A global energy crisis could fuel inflation and, according to the International Energy Agency (IEA), slow the global recovery from the corona pandemic. "Record prices for coal and gas, as well as recurring outages, are driving the power sector and energy-intensive industries to turn to oil to keep lights on and keep operations going," the agency said in its monthly oil report. As a result, world oil demand is expected to recover to pre-pandemic levels in the coming year.

The IEA expects the global energy crisis to boost oil demand by half a million barrels a day (bpd).

Rising energy prices also increased inflationary pressures, which, combined with power outages, could slow the economic recovery.

The agency estimates that the major oil producing countries of the Opec + with the crude oil production in the fourth quarter will remain about 700,000 barrels a day below the expected demand.

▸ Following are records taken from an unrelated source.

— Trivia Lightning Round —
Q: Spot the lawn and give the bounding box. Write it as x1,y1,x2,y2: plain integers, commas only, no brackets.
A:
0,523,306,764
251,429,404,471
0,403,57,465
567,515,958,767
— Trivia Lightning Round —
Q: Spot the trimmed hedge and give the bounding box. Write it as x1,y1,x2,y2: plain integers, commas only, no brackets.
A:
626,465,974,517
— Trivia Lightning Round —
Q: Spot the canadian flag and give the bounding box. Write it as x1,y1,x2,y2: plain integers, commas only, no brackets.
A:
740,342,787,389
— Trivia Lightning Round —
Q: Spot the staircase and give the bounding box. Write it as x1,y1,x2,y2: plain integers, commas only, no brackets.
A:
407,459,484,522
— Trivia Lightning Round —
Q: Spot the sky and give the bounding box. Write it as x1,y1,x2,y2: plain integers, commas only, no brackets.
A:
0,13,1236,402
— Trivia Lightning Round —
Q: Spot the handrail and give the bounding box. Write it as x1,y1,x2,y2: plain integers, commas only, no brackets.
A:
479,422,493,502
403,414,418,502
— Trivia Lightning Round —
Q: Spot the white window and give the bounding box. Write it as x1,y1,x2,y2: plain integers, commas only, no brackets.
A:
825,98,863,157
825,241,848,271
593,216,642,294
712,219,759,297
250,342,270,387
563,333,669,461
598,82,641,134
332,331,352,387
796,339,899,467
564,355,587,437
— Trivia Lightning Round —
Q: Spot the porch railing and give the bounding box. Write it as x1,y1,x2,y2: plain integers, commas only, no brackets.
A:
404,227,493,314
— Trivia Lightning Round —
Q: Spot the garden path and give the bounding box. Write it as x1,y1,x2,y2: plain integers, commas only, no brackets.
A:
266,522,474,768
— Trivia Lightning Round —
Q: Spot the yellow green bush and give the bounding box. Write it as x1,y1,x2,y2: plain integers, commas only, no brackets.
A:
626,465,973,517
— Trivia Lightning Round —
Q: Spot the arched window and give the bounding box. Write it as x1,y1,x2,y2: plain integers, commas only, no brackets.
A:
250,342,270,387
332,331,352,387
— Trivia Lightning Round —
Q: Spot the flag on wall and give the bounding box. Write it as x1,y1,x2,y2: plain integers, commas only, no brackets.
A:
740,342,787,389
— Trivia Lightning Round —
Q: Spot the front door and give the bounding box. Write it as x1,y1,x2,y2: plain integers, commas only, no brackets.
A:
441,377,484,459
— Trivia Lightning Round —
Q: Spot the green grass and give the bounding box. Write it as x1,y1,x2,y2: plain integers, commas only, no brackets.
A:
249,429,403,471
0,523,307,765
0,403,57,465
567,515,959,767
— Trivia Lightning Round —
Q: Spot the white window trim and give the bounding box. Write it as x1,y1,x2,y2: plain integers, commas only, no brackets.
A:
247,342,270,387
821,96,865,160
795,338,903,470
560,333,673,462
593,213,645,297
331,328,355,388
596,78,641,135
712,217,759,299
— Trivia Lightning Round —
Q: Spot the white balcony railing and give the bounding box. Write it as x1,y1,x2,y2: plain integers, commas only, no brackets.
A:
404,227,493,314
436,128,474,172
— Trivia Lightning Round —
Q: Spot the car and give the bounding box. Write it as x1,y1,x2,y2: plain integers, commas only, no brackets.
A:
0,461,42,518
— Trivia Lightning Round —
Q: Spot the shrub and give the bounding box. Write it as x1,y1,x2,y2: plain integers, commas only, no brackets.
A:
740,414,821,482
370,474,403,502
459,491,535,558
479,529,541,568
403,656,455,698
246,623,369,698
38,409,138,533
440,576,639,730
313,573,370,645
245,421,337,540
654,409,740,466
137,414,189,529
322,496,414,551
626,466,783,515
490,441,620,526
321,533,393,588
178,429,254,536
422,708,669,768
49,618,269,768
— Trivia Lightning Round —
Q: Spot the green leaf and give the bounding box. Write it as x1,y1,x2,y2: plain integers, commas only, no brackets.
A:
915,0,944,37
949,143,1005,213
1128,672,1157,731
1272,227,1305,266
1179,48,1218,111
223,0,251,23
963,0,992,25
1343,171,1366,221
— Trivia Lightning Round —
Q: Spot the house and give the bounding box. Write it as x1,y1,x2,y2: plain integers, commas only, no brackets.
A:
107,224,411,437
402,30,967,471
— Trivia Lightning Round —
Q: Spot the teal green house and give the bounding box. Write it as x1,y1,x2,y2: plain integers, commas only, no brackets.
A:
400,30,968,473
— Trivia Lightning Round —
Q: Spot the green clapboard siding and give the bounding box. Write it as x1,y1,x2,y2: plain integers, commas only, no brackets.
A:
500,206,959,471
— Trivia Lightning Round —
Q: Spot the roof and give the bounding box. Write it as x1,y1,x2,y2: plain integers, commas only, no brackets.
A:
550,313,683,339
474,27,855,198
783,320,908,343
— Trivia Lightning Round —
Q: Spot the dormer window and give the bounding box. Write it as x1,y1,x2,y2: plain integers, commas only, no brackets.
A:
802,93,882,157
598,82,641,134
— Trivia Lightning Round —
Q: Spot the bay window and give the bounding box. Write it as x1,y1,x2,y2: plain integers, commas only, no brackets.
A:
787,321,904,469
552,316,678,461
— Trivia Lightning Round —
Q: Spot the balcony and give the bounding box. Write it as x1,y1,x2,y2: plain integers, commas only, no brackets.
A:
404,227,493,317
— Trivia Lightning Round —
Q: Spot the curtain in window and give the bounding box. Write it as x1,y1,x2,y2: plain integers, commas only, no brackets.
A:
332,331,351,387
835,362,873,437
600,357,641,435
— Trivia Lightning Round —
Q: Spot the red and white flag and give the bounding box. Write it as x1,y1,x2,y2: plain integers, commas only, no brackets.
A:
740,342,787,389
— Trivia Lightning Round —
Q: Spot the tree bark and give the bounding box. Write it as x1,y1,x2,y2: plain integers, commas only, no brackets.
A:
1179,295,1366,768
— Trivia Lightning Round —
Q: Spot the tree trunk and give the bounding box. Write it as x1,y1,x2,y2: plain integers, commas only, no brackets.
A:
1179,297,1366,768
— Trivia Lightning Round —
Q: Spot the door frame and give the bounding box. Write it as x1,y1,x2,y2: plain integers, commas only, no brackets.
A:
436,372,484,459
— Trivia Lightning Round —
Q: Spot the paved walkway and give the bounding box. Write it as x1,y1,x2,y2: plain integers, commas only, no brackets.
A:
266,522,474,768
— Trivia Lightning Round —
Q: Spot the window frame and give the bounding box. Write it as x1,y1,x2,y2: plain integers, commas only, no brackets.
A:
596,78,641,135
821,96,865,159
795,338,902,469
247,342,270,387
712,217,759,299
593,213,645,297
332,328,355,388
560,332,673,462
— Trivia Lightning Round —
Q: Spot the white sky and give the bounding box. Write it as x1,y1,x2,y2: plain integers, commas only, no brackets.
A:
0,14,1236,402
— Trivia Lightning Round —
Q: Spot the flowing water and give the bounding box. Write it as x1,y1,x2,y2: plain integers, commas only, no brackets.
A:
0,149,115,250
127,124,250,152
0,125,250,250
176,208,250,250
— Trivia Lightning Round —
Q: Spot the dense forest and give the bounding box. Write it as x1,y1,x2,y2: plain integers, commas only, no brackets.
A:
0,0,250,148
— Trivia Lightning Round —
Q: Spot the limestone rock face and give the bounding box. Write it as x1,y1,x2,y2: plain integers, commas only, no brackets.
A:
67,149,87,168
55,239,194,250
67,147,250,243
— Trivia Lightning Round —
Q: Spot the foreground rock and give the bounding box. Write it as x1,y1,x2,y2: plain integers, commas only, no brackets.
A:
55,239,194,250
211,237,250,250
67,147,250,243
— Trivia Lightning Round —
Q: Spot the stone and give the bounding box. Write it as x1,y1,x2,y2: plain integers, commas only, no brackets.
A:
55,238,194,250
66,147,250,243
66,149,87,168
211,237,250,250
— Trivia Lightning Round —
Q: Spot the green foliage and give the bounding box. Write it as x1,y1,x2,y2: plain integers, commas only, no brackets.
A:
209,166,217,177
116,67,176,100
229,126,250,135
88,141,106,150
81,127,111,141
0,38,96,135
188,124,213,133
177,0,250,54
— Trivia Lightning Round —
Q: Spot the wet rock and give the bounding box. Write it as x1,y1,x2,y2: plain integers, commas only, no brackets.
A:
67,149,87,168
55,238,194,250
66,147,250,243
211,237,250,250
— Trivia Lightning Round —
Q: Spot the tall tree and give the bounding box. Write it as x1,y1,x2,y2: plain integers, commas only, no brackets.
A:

Oil prices are heading for multi-year highs

Meanwhile, oil prices rose back towards their multi-year highs from the beginning of the week on Thursday.

Market observers referred to statements by the International Energy Agency.

At times, a barrel (159 liters) of the North Sea variety Brent cost 84.23 US dollars.

That was $ 1.05 more than the previous day.

The price of a barrel of the American West Texas Intermediate (WTI) rose 90 cents to $ 81.34.

On Monday, the price of Brent rose to $ 84.60, the highest level in three years.

The US oil price had reached a seven-year high at a good $ 82.

The development is triggered by the global shortage of energy and a simultaneous increase in demand as a result of the economic recovery from the Corona slump.